2. “Sociale” si riferisce, in generale, a coloro che sono socii, cioè partecipi, associati, congiunti (non necessariamente nel senso di “parenti”), che vivono in una società. Non ha necessariamente una connotazione di giustizia sociale o perequazione sindacale. Perciò la guerra che i municipi finora alleati di Roma (siamo nel 91 a.C.), cioè socii, indissero contro Roma, prende il nome di “guerra sociale”: lo scopo che si prefiggevano era diventare a pieno titolo cittadini romani, cosa che di fatto ottennero.

 

Dunque una guerra sociale è una guerra fra gruppi organizzati in precedenza alleati. Se, sull’esempio di Voltaire, vogliamo utilizzare la metafora della macelleria, diremo “macelleria sociale”: la quale è, appunto, ciò che fa strame dei vincoli di convivenza pacifica tra classi di cittadini che finora avevano intrattenuto buone relazioni. La macelleria sociale è precisamente quel che sarebbe potuto succedere a Curno, se Pedretti avesse messo a segno la sua provocazione.

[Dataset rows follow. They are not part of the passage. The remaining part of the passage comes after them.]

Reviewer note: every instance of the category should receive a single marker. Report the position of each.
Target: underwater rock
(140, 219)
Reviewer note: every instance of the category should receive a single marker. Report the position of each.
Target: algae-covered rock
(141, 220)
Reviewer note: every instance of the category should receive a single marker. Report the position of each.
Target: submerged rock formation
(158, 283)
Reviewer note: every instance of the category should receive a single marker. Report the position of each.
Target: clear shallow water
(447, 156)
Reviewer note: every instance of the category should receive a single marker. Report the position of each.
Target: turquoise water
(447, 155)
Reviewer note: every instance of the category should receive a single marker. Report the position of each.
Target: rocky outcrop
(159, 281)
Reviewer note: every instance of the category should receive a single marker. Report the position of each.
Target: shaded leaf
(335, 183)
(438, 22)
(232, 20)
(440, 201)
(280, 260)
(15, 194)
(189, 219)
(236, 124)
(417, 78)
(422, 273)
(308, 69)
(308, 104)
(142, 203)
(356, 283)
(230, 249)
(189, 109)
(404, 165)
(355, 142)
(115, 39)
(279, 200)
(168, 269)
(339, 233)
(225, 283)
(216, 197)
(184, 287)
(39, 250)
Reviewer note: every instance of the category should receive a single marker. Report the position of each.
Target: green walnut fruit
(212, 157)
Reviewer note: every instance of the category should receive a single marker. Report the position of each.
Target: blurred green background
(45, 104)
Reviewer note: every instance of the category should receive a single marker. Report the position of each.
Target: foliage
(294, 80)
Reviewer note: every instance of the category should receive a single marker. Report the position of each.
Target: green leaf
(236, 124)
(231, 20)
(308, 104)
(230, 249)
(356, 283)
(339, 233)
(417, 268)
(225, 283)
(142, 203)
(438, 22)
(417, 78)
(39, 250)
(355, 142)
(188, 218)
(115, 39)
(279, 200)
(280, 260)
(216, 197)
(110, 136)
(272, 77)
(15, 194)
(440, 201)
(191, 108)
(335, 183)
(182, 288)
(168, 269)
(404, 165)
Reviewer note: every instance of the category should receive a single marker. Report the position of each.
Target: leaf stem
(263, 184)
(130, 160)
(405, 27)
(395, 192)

    Ora, se i sindacalisti vogliono assumere la metafora volterriana della macelleria in un’accezione ristretta, riguardo alle questioni sindacali, in particolare per quanto riguarda salari e pensioni, liberissimi di farlo. Ma che non ci si venga a dire che si può parlare di macelleria sociale solo nell’accezione sindacale. Perché “guerra sociale” si è sempre detto: basta consultare un qualsiasi libro di storia romana. E la metafora della macelleria è di Voltaire, non può essere sequestrata da giornalisti e sindacalisti.

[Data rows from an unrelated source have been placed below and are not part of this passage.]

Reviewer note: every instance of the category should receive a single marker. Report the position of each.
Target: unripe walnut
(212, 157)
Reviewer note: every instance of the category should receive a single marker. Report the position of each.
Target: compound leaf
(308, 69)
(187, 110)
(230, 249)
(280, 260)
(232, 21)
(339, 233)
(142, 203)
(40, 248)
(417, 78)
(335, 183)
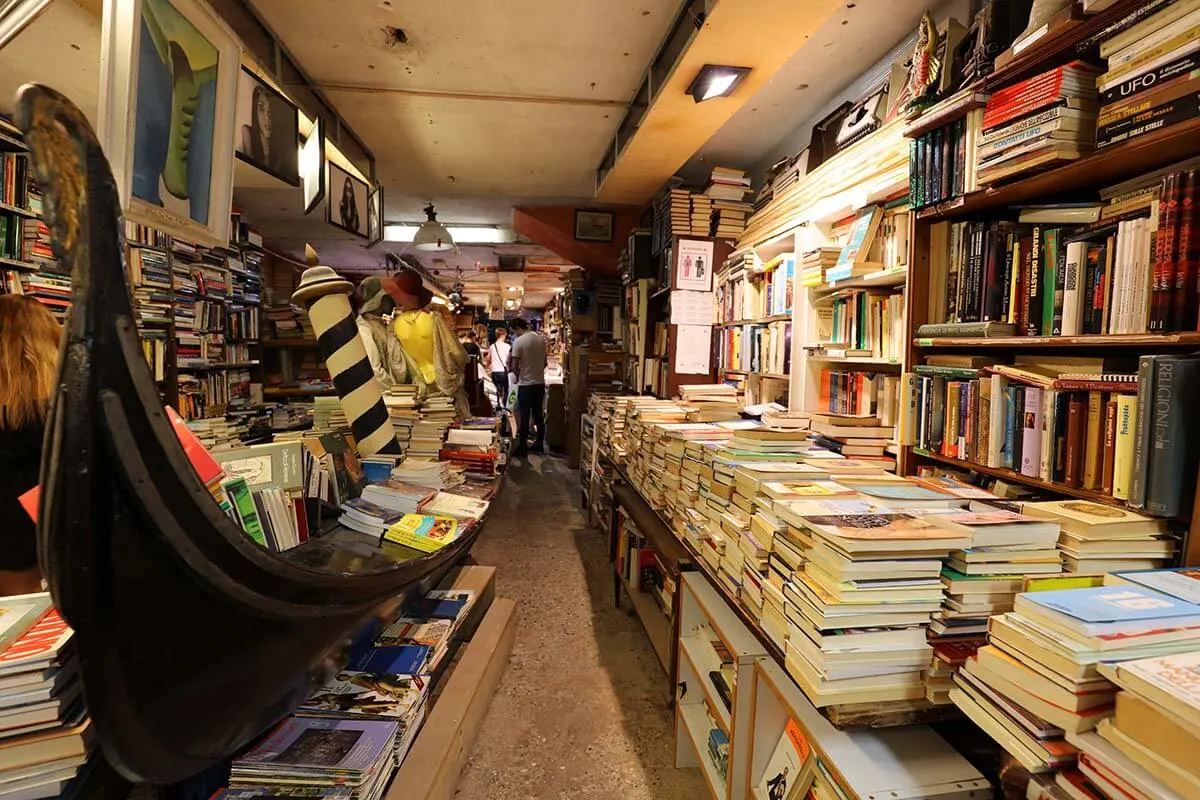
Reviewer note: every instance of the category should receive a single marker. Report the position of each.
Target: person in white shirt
(498, 365)
(527, 359)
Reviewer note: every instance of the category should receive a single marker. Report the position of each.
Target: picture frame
(346, 200)
(171, 142)
(267, 128)
(375, 216)
(312, 167)
(593, 226)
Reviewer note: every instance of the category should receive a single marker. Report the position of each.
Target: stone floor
(581, 711)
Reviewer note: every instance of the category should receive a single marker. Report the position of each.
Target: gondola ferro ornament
(191, 638)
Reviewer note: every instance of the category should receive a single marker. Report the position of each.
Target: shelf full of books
(1054, 304)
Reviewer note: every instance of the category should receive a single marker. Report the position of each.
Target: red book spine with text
(1183, 268)
(1164, 247)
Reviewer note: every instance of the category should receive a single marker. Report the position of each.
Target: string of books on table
(873, 588)
(352, 734)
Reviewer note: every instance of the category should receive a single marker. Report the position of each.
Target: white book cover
(1073, 288)
(790, 771)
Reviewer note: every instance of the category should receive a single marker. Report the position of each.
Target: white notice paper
(694, 265)
(694, 349)
(693, 307)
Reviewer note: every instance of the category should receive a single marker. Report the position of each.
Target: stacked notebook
(1104, 539)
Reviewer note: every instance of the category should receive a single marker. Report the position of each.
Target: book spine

    D’altra parte, da quando in qua in campo linguistico dettano legge giornalisti e sindacalisti? Aver abbandonato l’Accademia della crusca per gettarsi nelle braccia dei sindacalisti è come cadere dalla padella nella brace. Meglio far a meno di entrambi. Perché, se dovessimo star dietro alle storture linguistiche dei sindacalisti, dovremmo prendere per buona questa nuova espressione, che impazza da qualche mese a questa parte nelle colonne dei giornali: “aprire il tavolo delle trattative”. Una persona normale pensa: aprire con quale strumento, forse con una motosega? O forse il riferimento è a quei tavoli estensibili, quelli con due prolunghe, in vendita all’Ikea per 199 €? “Aprire un tavolo” è un’espressione assolutamente ridicola, nata probabilmente dalla contaminazione di due espressioni: “aprire un discorso, una trattativa” e “sedersi a un tavolo, per trattare”. Eugenio Scalfari direbbe che è un ircocervo. In ogni caso è un’espressione orribile, disgustosa. Noi non la useremmo mai, neanche sotto il ricatto di un terrorista linguistico che minacciasse di porre fine alla sua e alla nostra vita insieme, tirando la cordicella dell’ordigno che porta legato alla cintura.

 

 

A sinistra, frontespizio della prima edizione del Candide di Voltaire (1759), pubblicata a Parigi, sotto pseudonimo. Allora, più che mai, usava presentarsi sotto mentite spoglie. A destra, due pagine della prima traduzione inglese (1762).